Hydrothermal Carbonization as an Energy-Efficient Alternative to Established Drying Technologies for Sewage Sludge: A Feasibility Study on a Laboratory Scale
Koller, Christoph; Junge, Ranka; Krebs, Rolf (2013). Hydrothermal Carbonization as an Energy-Efficient Alternative to Established Drying Technologies for Sewage Sludge: A Feasibility Study on a Laboratory Scale. Energy fuels, 27 DOI: 10.1021/ef3015266. Peer reviewed.; ;
Hydrothermal carbonization (HTC) of stabilized and non-stabilized sewage sludge was investigated in a 25 L vessel as a pretreatment for sewage sludge before incineration, and the composition and properties of the obtained HTC coal and process water were studied. The observed values for H/C and O/C in HTC coal from stabilized and non-stabilized sewage sludge were shown to be higher than in natural coal and rather close to typical values for cellulose. The upper heating value of the stabilized sewage sludge was increased from 3.4 to 6.5%, and the upper heating value of the non-stabilized sludge was increased from 5.8 to 11.0%, after carbonization. The carbon efficiency ranged from 62 to 71% for stabilized sewage sludge and from 60 to 66% for non-stabilized sewage sludge, and the dry matter (DM) loss after carbonization was 31 and 42% for stabilized sludge and 34 and 44% for non-stabilized sludge.

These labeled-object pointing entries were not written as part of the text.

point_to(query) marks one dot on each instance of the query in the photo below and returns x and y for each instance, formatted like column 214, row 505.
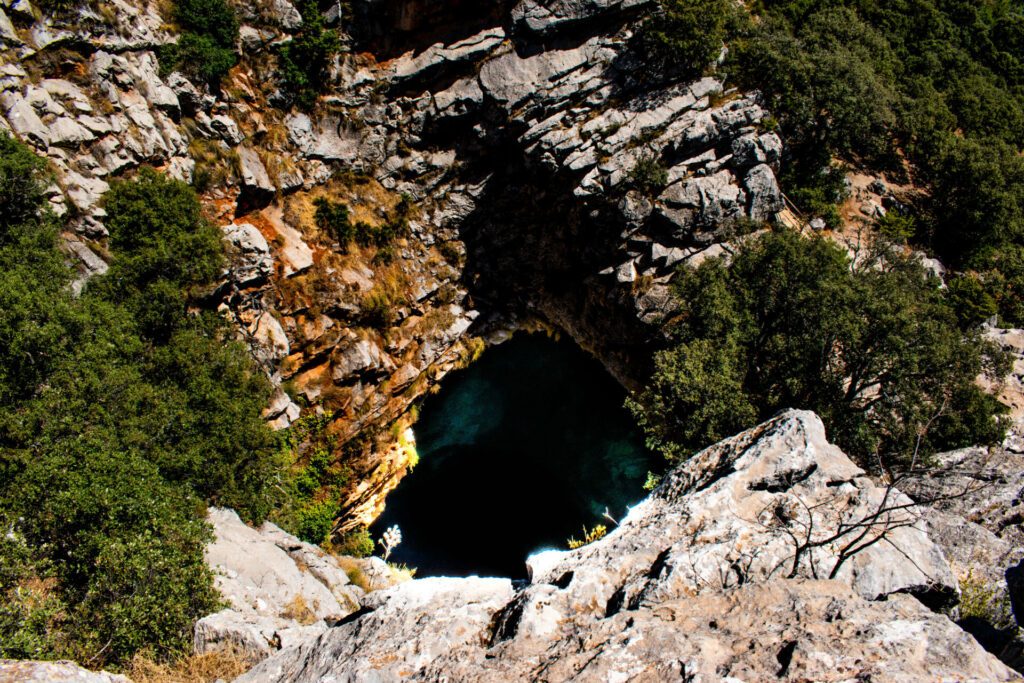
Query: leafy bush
column 314, row 520
column 333, row 219
column 212, row 18
column 877, row 353
column 649, row 175
column 589, row 537
column 199, row 57
column 937, row 83
column 206, row 49
column 122, row 414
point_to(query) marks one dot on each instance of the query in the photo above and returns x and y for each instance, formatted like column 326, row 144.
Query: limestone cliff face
column 769, row 555
column 510, row 146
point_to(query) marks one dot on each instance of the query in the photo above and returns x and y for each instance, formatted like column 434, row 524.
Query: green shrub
column 686, row 35
column 199, row 57
column 932, row 91
column 23, row 182
column 205, row 50
column 876, row 352
column 333, row 219
column 314, row 520
column 212, row 18
column 303, row 61
column 649, row 175
column 896, row 227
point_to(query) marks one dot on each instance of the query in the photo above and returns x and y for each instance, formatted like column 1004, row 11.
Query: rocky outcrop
column 704, row 580
column 280, row 590
column 518, row 134
column 53, row 672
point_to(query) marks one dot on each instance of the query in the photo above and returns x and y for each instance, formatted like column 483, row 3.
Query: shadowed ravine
column 516, row 453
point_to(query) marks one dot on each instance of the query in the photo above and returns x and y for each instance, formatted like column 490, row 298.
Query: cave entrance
column 517, row 452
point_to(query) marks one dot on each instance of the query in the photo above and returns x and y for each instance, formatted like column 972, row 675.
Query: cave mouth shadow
column 518, row 453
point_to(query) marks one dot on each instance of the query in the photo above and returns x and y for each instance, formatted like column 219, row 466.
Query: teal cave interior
column 517, row 454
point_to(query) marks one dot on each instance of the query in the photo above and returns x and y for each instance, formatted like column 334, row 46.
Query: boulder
column 734, row 568
column 53, row 672
column 249, row 252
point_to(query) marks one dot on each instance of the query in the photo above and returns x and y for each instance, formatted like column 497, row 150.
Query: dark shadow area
column 517, row 453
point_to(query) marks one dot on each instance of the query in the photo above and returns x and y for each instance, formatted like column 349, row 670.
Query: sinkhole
column 517, row 453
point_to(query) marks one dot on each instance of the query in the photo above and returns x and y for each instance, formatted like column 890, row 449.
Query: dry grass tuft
column 207, row 668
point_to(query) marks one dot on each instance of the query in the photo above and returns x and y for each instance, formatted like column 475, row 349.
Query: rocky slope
column 511, row 145
column 769, row 555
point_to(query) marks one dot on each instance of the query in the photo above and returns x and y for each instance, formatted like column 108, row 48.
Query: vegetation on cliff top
column 873, row 348
column 929, row 91
column 122, row 412
column 205, row 50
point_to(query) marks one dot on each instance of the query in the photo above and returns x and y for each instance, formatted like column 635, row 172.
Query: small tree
column 872, row 349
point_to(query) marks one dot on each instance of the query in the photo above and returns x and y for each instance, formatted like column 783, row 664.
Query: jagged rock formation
column 706, row 580
column 280, row 590
column 53, row 672
column 517, row 138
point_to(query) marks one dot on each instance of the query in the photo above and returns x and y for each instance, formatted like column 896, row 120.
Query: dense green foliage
column 876, row 351
column 936, row 83
column 686, row 35
column 314, row 480
column 205, row 50
column 121, row 415
column 303, row 61
column 333, row 219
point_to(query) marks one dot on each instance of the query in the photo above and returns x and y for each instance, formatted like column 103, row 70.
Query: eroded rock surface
column 53, row 672
column 280, row 590
column 700, row 582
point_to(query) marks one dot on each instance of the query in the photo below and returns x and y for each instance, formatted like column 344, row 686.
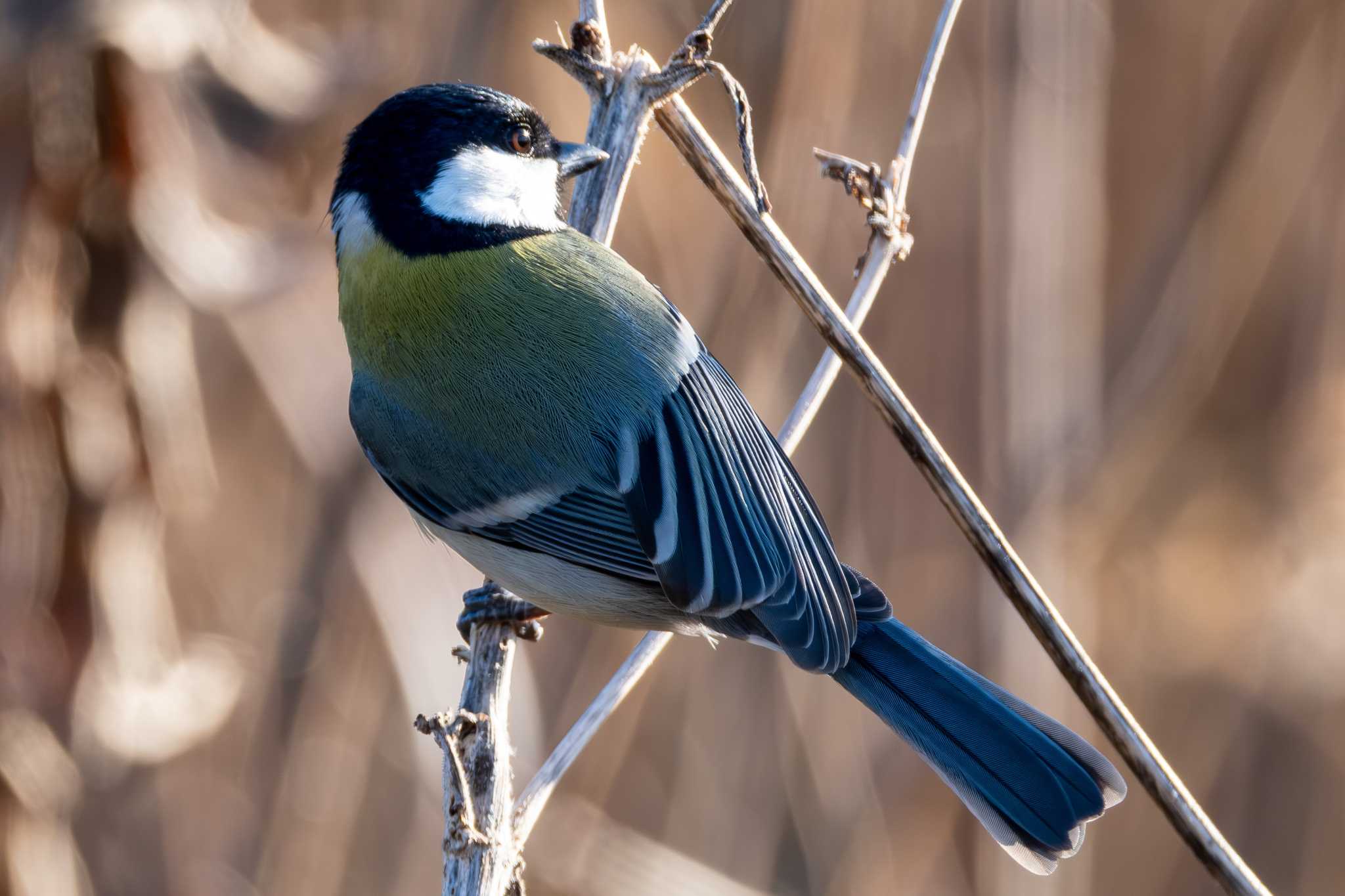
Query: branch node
column 586, row 38
column 873, row 192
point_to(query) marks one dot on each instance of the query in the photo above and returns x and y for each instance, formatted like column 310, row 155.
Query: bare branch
column 479, row 855
column 888, row 238
column 590, row 34
column 1015, row 580
column 533, row 800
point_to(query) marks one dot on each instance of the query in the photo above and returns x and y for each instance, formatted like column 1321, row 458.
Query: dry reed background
column 1125, row 316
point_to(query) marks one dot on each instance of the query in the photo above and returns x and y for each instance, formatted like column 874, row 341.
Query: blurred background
column 1125, row 317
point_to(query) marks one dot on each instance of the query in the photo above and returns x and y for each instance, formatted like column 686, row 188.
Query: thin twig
column 883, row 244
column 1015, row 580
column 596, row 45
column 533, row 800
column 536, row 794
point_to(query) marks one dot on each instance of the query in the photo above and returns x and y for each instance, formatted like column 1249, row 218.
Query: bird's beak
column 575, row 159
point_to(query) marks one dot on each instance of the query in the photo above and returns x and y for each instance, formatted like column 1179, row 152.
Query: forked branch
column 625, row 88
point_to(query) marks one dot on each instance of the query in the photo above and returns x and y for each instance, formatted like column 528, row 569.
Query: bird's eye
column 521, row 140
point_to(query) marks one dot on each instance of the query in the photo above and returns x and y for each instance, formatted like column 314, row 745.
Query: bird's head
column 447, row 167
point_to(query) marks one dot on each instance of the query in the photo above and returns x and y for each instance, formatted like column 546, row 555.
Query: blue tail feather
column 1030, row 781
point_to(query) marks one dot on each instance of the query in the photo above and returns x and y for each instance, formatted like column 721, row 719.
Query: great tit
column 550, row 416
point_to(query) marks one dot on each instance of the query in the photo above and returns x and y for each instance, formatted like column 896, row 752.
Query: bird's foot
column 493, row 603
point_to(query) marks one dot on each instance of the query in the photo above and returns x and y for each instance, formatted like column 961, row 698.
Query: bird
column 545, row 412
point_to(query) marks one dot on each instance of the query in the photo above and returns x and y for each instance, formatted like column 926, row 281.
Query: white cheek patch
column 483, row 186
column 351, row 223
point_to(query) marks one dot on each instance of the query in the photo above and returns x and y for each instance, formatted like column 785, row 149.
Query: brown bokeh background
column 1125, row 317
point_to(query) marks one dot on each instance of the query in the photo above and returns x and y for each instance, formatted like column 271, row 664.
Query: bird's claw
column 493, row 603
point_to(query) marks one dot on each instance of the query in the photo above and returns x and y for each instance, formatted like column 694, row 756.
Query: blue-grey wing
column 585, row 527
column 731, row 528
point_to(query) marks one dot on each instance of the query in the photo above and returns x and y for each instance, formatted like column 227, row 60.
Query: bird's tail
column 1030, row 781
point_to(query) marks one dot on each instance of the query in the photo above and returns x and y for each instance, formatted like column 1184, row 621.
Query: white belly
column 568, row 589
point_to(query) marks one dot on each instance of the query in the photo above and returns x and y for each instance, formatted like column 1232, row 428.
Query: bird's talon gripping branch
column 493, row 603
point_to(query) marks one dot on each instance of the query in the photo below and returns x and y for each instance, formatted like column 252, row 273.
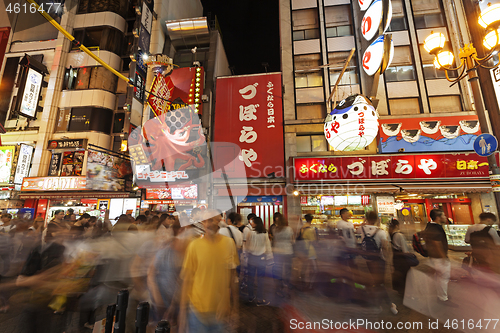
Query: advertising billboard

After carbonization, the mechanical dewaterability was increased from 30 to 70% DM content for non-stabilized sludge and from 37 to 52% for stabilized sludge. The drying process of sewage sludge including HTC needs a clearly lower energy input than established drying techniques to produce a fuel. For the drying process of 1 ton of non-stabilized sewage sludge with 9% DM, the calculated energy consumption was lowered by 99.6 kWh of thermal energy and 8.5 kWh of electric energy by introducing HTC. The results of these experiments show the feasibility of the HTC process as part of the drying process of sewage sludge and the fate of key elements in the process on a laboratory scale. However, the process has to be further optimized and developed on an industrial scale. Further important development steps include recovery steps for the carbon in the process water and adapted process water treatments.